Node tree of JS objectsFlat ArrayBuffer + LexNode viewsNo per-node objects. Use tree.cursor() for traversal.
node.nodeNameHtmlKind lookupKind IDs are numeric. Use node.kind === HtmlKind.Element.
node.childNodesnode.children()Returns an IterableIterator<LexNode>.
node.parentNodenode.parent()Opt-in. Materializes a parent index table on first call.
node.attrsField iteration + tree.sourceAttributes are child nodes with field IDs.
defaultTreeAdapterNot applicableNo adapter concept. The flat buffer is the tree.
  1. Install @lanexio/parser-grammar-html and remove parse5.

    Terminal window
    pnpm add @lanexio/parser-grammar-html
    pnpm remove parse5
  2. Replace parse(html) with parseHtml(encoder.encode(html)).

    // Before (parse5)
    import { parse } from 'parse5';
    const doc = parse('<p>Hello</p>');
    // After (Lanexio Parser)
    import { parseHtml } from '@lanexio/parser-grammar-html';
    const encoder = new TextEncoder();
    const tree = parseHtml(encoder.encode('<p>Hello</p>'));
  3. Replace serialize(node) with serializeHtml(tree).

    // Before (parse5)
    import { serialize } from 'parse5';
    const html = serialize(doc);
    // After (Lanexio Parser)
    import { serializeHtml } from '@lanexio/parser-grammar-html';
    const html = serializeHtml(tree);
  4. Replace node traversal with cursor traversal.
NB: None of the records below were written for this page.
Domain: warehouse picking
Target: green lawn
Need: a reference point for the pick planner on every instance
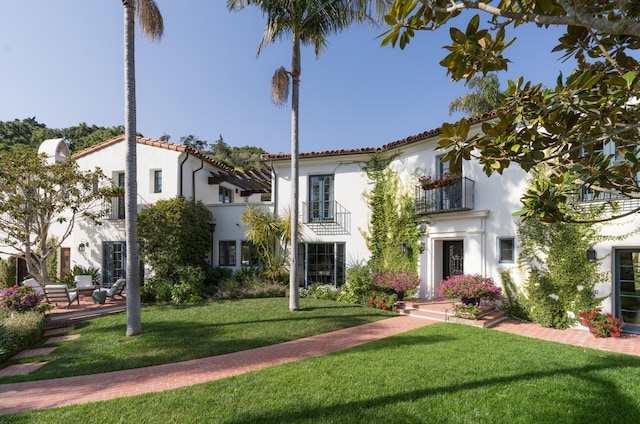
(442, 373)
(179, 333)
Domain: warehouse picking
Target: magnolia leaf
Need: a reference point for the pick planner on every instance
(457, 36)
(629, 77)
(472, 27)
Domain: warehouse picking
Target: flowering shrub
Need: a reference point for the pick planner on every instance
(469, 286)
(383, 301)
(470, 311)
(399, 281)
(19, 299)
(601, 325)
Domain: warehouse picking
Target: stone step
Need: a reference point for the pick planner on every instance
(439, 311)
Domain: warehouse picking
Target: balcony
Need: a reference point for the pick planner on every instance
(457, 197)
(326, 218)
(586, 199)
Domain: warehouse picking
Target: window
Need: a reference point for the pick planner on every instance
(247, 253)
(227, 253)
(325, 263)
(157, 181)
(114, 263)
(119, 207)
(225, 195)
(506, 250)
(321, 207)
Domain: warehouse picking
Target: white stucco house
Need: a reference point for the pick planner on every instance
(165, 171)
(466, 228)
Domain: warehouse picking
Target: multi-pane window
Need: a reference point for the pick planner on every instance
(157, 181)
(225, 195)
(321, 204)
(325, 263)
(227, 253)
(506, 250)
(247, 253)
(119, 212)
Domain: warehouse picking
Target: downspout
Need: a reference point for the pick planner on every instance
(181, 171)
(193, 179)
(274, 186)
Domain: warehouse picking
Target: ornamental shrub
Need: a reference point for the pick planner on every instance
(382, 300)
(4, 341)
(399, 281)
(320, 291)
(25, 330)
(359, 284)
(601, 325)
(19, 299)
(469, 286)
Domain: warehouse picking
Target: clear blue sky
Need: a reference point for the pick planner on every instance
(62, 62)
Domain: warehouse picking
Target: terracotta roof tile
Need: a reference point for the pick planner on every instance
(389, 146)
(255, 181)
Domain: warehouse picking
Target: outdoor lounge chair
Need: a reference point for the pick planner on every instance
(115, 289)
(60, 293)
(31, 282)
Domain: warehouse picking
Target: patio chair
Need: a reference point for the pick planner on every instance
(60, 293)
(115, 289)
(31, 282)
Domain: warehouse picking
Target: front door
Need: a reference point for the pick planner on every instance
(65, 260)
(453, 258)
(627, 288)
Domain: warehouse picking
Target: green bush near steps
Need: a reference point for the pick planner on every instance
(21, 331)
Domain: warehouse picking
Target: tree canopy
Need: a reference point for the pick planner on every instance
(29, 133)
(33, 200)
(174, 233)
(585, 129)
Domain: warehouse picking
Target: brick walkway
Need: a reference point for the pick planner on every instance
(44, 394)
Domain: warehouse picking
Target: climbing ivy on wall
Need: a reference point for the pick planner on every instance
(559, 280)
(393, 237)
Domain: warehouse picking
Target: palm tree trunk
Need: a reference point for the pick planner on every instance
(134, 323)
(294, 298)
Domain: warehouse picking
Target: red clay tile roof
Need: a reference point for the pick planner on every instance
(393, 145)
(155, 143)
(253, 181)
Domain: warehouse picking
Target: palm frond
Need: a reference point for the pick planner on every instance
(280, 87)
(149, 19)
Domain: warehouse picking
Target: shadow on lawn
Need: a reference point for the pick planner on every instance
(598, 400)
(163, 342)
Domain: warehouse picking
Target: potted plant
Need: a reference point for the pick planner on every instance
(470, 288)
(601, 325)
(430, 183)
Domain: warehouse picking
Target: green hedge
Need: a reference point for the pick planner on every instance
(24, 330)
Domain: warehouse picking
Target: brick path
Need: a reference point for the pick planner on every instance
(44, 394)
(90, 388)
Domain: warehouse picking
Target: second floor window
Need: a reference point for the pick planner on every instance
(506, 250)
(157, 181)
(119, 206)
(225, 195)
(321, 198)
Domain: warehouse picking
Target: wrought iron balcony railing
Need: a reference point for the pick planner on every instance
(457, 197)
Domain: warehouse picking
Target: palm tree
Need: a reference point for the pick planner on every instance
(307, 22)
(151, 25)
(483, 97)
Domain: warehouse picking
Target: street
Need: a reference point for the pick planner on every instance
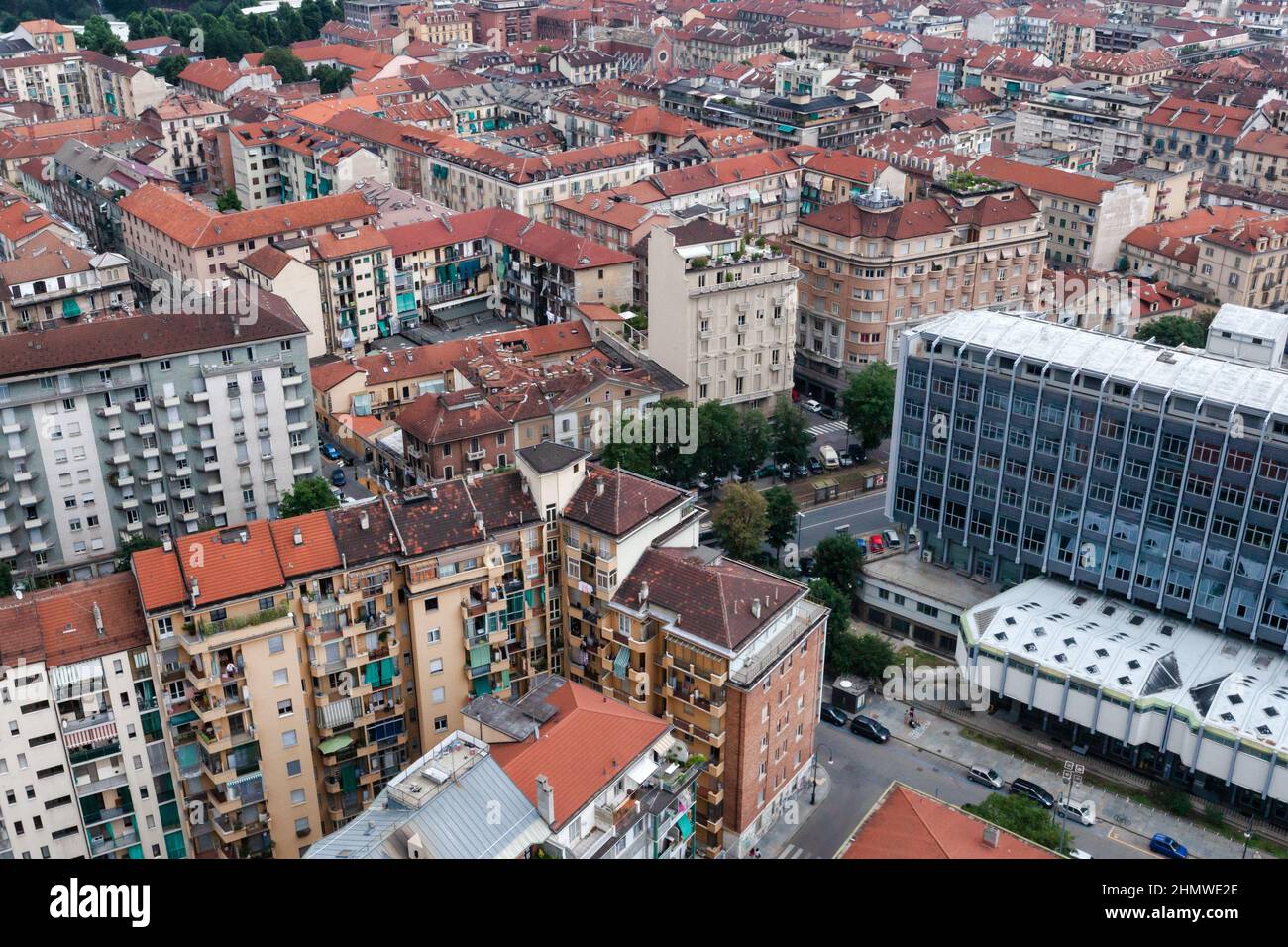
(863, 514)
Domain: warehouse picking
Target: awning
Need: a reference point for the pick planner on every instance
(90, 735)
(335, 744)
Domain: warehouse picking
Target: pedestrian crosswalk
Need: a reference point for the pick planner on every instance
(827, 428)
(793, 852)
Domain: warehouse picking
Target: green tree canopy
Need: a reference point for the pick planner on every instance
(868, 403)
(789, 436)
(739, 521)
(1173, 330)
(838, 621)
(1020, 815)
(288, 65)
(780, 517)
(228, 200)
(307, 496)
(838, 560)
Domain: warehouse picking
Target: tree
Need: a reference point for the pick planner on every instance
(739, 521)
(636, 458)
(838, 560)
(307, 496)
(780, 518)
(1173, 330)
(717, 438)
(838, 621)
(288, 65)
(98, 37)
(789, 438)
(333, 80)
(752, 445)
(868, 403)
(1020, 815)
(170, 67)
(136, 544)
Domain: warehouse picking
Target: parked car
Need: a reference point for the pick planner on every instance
(870, 728)
(1083, 813)
(1167, 847)
(984, 776)
(829, 714)
(1024, 788)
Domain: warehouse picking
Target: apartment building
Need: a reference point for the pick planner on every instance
(1086, 217)
(1196, 134)
(874, 265)
(151, 434)
(722, 309)
(120, 88)
(85, 771)
(1136, 69)
(52, 281)
(1260, 161)
(465, 175)
(739, 684)
(1087, 112)
(166, 235)
(178, 124)
(1098, 459)
(452, 434)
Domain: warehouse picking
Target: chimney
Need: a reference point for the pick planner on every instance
(545, 800)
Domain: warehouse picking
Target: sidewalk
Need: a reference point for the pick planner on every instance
(940, 733)
(781, 834)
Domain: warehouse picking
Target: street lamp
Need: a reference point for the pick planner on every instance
(812, 795)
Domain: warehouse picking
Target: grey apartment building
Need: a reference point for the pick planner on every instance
(154, 425)
(1154, 475)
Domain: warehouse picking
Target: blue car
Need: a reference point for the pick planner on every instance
(1167, 847)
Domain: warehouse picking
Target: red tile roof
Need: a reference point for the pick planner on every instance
(581, 750)
(196, 226)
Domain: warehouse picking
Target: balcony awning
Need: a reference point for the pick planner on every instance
(335, 744)
(90, 735)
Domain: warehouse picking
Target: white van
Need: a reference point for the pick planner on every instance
(1083, 813)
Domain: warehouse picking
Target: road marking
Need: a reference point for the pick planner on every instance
(827, 428)
(1113, 836)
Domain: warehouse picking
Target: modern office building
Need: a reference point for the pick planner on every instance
(1158, 475)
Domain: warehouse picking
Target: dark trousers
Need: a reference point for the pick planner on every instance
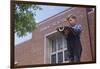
(74, 48)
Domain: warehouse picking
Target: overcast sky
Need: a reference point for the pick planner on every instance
(47, 11)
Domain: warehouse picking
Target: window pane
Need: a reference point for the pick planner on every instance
(66, 55)
(60, 57)
(53, 45)
(60, 45)
(65, 43)
(53, 58)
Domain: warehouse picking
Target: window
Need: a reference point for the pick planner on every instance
(59, 52)
(60, 57)
(53, 45)
(53, 57)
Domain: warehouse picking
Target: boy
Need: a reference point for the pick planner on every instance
(73, 38)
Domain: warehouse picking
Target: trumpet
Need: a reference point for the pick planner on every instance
(61, 28)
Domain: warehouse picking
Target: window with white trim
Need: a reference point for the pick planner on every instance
(59, 52)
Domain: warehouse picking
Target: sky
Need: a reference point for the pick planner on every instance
(47, 11)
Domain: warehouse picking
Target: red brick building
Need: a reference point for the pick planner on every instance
(45, 38)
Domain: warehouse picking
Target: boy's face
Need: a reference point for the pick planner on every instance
(72, 21)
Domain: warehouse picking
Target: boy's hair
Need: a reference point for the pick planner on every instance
(71, 16)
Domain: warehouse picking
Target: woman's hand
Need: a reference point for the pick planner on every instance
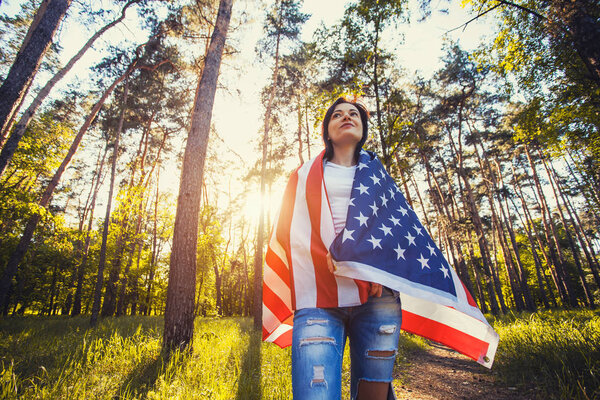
(330, 264)
(375, 289)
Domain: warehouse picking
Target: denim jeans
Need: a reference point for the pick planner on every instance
(319, 338)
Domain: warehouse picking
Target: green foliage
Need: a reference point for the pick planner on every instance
(557, 350)
(59, 358)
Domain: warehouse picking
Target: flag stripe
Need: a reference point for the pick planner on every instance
(327, 295)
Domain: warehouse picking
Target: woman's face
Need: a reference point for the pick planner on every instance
(345, 125)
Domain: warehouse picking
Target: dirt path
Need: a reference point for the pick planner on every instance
(439, 373)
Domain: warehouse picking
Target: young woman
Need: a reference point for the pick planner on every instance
(319, 333)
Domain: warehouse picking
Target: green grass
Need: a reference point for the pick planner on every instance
(557, 351)
(59, 358)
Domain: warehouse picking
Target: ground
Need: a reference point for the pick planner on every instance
(439, 373)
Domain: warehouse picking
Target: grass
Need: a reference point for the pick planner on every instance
(557, 351)
(59, 358)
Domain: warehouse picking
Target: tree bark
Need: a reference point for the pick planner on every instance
(29, 58)
(179, 309)
(11, 144)
(102, 260)
(16, 257)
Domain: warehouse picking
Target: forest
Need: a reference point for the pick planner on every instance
(120, 197)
    // Before (parse5) — recursive object traversal
    function walkParse5(node) {
    console.log(node.nodeName);
    for (const child of node.childNodes ?? []) walkParse5(child);
    }
    // After (Lanexio Parser) — cursor traversal (no recursion, zero allocation)
    import { HtmlKind } from '@lanexio/parser-grammar-html';
    const cursor = tree.cursor();
    visit: while (true) {
    console.log(cursor.current.kind);
    if (cursor.gotoFirstChild()) continue;
    while (!cursor.gotoNextSibling()) {
    if (!cursor.gotoParent()) break visit;
    }
    }
  5. Replace error handling.

    // Before (parse5) — parsing always succeeds, errors in onParseError callback
    // After (Lanexio Parser) — parsing always succeeds, errors are LexError nodes in the tree
    for (const node of tree.root.children()) {
    if (node.hasError) console.log('parse error at', node.range);
    }

parse5 accepts strings. Lanexio Parser accepts Uint8Array. This reflects the zero-copy design: bytes are not decoded to a JS string before parsing.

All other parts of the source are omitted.